When addressing the differences in his position, he states, “At lunchtime I stand mainline.” I stand there with associates. What this does is to provide inmates the opportunity to talk to me about problems.” He adds, “Conflict resolution is important with inmates.” Pausing briefly, he continues, “It is important to communicate well with inmates, and to treat them with dignity and respect.” He adds, “It is my responsibility to ‘keep everyone in the fence’, keep the public safe, and to make sure that everyone is alive and well.”

Eichenlaub, is the 10th Warden for FCI Marianna, and comes to Marianna with a prestigious background. He stated, “I fell into this line of work after college.” He has worked in federal prisons throughout the United States for 22 years. Throughout his long-standing career, he has received the prestigious Bureau of Prisons “National Media Relations Award,” and has authored and/or co-authored numerous articles about the use of technology in prisons.

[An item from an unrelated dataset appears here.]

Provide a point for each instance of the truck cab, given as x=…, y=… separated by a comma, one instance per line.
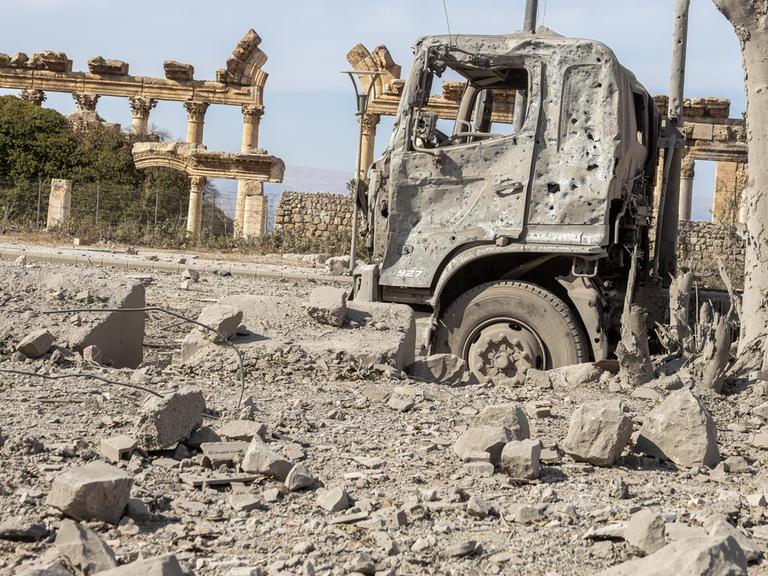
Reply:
x=510, y=223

A compelling, and enigmatic speaker, he discussed leadership principles that he found to be highly effective throughout his career, such as the importance of communication, relationship-building, empowerment, and Emotional Intelligence.

He focused his speech on things he has learned as he rose throughout the ranks to his current position. Initially, when he arrived in Marianna, he spent 2-3 months just listening, and observing. He took this course in order to learn, rather than make “sweeping changes.” He went on to state, that during that time he discovered much conflict existed at the institution. He did not elaborate on the nature of the conflict, but addressed the problem by focusing on resolving the conflict with conflict resolution training, through a means of a new dispute mediation process. He believes great strides have been made as a result, and that there is a more harmonious atmosphere at the federal prison now.

Throughout his speech he emphasized the importance of having people look forward to coming to work and going home happy. He wanted to ensure that the prison was a place where “people can thrive in a work environment.”

Ike went on to talk about his leadership principles and guidelines. “Communication is the most important thing we can do. It is critical it is always important to keep people informed, emphasizing good listening skills, making eye contact, and building personal relationships with everyone.”

When speaking of his practices, he stated that he memorizes everyone’s name, and made it a practice to write hand written notes to others. “It is important to cheerlead and reward. It shows appreciation.” He touched briefly on the book “Emotional Intelligence” by Dana Goldman, and suggested it as recommended reading for those wanting to understand your emotions, and those you are interacting with.

He continued, “You need to recognize your ego. We all have an ego. You need to recognize where it’s at. I believe the most important aspect of one’s character is portrayed by “Doing the right thing when nobody is watching.” Other important traits are servant hood (helping others by helping them foster their careers), and honesty and integrity. One needs to lead by example.” Pausing, he adds, “To be a great leader, people have to believe in you.”